In order to get mdadm to cooperate, we needed to adjust upwards until we reached --size=2G
—at which point mdadm
's write throughput plummeted to less than 20 percent of its "burst" throughput when using smaller files. Unfortunately, this also extends the 4KiB asynchronous write test duration enormously—and even fio
's --time_based
option doesn't help, since in the first few hundred milliseconds, mdraid
has already accepted the entire workload into its write buffer.

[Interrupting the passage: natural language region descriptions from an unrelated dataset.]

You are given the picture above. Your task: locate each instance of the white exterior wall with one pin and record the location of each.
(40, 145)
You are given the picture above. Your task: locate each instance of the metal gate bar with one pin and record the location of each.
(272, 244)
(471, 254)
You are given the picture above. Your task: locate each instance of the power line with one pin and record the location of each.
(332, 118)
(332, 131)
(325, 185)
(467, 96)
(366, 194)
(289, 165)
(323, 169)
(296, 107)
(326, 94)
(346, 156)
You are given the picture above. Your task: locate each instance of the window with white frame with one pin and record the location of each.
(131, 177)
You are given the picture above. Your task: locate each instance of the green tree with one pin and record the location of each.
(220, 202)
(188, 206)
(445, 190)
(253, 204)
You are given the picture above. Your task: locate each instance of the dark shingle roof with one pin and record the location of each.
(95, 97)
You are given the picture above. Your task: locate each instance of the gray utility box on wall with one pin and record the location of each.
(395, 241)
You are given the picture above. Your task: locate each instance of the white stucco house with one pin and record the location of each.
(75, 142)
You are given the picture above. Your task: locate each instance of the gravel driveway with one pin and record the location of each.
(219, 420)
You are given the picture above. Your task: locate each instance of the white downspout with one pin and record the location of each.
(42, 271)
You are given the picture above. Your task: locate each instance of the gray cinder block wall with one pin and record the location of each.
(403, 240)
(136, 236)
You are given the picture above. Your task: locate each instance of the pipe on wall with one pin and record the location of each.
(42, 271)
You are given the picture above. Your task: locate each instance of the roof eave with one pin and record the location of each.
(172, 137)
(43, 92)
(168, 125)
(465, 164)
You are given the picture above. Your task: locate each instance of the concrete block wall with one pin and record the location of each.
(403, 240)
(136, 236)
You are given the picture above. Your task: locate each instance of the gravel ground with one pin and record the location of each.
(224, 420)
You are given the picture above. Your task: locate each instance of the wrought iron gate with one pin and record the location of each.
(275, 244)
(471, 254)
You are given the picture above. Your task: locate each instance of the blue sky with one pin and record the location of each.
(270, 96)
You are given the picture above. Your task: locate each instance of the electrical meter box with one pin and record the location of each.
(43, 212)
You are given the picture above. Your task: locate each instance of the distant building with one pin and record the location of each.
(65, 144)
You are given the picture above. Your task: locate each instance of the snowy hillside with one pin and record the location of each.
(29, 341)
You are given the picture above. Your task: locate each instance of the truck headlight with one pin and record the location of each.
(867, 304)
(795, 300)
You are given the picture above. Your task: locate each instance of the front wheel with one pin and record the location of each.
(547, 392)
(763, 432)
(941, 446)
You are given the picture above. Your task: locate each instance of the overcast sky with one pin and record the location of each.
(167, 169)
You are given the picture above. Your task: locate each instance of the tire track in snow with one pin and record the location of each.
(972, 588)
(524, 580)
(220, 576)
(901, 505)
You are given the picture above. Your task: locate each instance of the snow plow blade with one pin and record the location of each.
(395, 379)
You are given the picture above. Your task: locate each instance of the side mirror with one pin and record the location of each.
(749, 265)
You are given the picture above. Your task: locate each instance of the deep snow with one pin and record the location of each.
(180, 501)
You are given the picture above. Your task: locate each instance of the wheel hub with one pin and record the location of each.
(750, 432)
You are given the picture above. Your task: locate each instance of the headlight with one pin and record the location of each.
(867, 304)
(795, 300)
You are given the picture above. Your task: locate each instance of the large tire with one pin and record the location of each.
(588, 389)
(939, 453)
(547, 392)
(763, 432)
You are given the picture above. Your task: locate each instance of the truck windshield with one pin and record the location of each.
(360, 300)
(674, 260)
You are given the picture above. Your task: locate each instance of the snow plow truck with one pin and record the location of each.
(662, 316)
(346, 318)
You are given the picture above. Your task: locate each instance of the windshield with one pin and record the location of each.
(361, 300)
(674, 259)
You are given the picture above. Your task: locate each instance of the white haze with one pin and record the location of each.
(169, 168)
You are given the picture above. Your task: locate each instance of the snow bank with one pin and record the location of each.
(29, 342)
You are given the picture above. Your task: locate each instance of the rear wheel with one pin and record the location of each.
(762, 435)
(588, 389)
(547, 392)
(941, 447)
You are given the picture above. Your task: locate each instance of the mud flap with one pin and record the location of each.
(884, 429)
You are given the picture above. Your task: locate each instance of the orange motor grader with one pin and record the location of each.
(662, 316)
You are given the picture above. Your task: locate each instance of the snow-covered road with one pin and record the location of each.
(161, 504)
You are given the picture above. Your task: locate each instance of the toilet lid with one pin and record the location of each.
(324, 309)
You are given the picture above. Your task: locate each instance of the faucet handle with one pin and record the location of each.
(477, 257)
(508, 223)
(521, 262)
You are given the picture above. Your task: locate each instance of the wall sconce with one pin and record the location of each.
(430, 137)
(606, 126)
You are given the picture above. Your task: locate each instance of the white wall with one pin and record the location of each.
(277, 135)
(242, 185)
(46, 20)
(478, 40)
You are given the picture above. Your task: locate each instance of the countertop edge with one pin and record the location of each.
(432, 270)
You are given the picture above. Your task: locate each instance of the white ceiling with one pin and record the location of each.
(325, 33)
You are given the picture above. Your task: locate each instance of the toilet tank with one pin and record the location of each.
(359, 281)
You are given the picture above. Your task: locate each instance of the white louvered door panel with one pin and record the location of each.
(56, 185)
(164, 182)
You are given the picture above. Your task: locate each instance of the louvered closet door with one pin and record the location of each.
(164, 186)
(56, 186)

Since our test results would otherwise be from slightly different fio
configurations, we ran new tests for both ZFS and mdraid with default bitmaps enabled, in addition to the new --bitmap none
and XFS filesystem tests.
RAIDz2 vs mdraid6
Although we're only testing eight-disk wide configurations today, we are testing both striped parity and striped mirror configurations. First, we'll compare our parity options—ZFS RAIDz2 and Linux mdraid6.
Blocksize 1MiB
When we created a new eight-disk mdraid6 array with bitmap support disabled, our asynchronous writes sped up significantly—but the extra 27.9-percent bump still didn't bring mdraid6 anywhere within shouting distance of the ZFS defaults, much less the properly recordsize=1M
result.
Both reads and synchronous writes were unaffected by bitmap support or lack thereof. RAIDz2 writes are more than double the speed of mdraid6 writes, even with the bitmap, while mdraid6 reads are a little less than double the speed of RAIDz2 reads.
Despite only being tested without bitmap, XFS lagged behind ext4 in every 1MiB test.
Blocksize 4KiB
Small random operations are any conventional RAID6's nightmare. They're not RAIDz2's ideal scenario either—but RAIDz2's ability to avoid being trapped in a read-modify-rewrite cycle brings it a 6:1 write performance advantage vs. mdraid6. Mdraid6 fares much better on random reads, with a 2:1 read advantage.
In these small block tests, XFS held its own with ext4—and even slightly outperformed it on 4KiB asynchronous writes. None of these changes—filesystem or bitmap support—made much impact on mdraid6's 4KiB performance overall.
ZFS Mirrors vs mdraid10
Administrators who need maximum performance should leave the parity arrays behind and move to mirrors. On the mdraid side, mdraid10 outperforms mdraid6 in every performance metric we test—and a ZFS pool of mirrors similarly outperforms mdraid10 in every metric tested.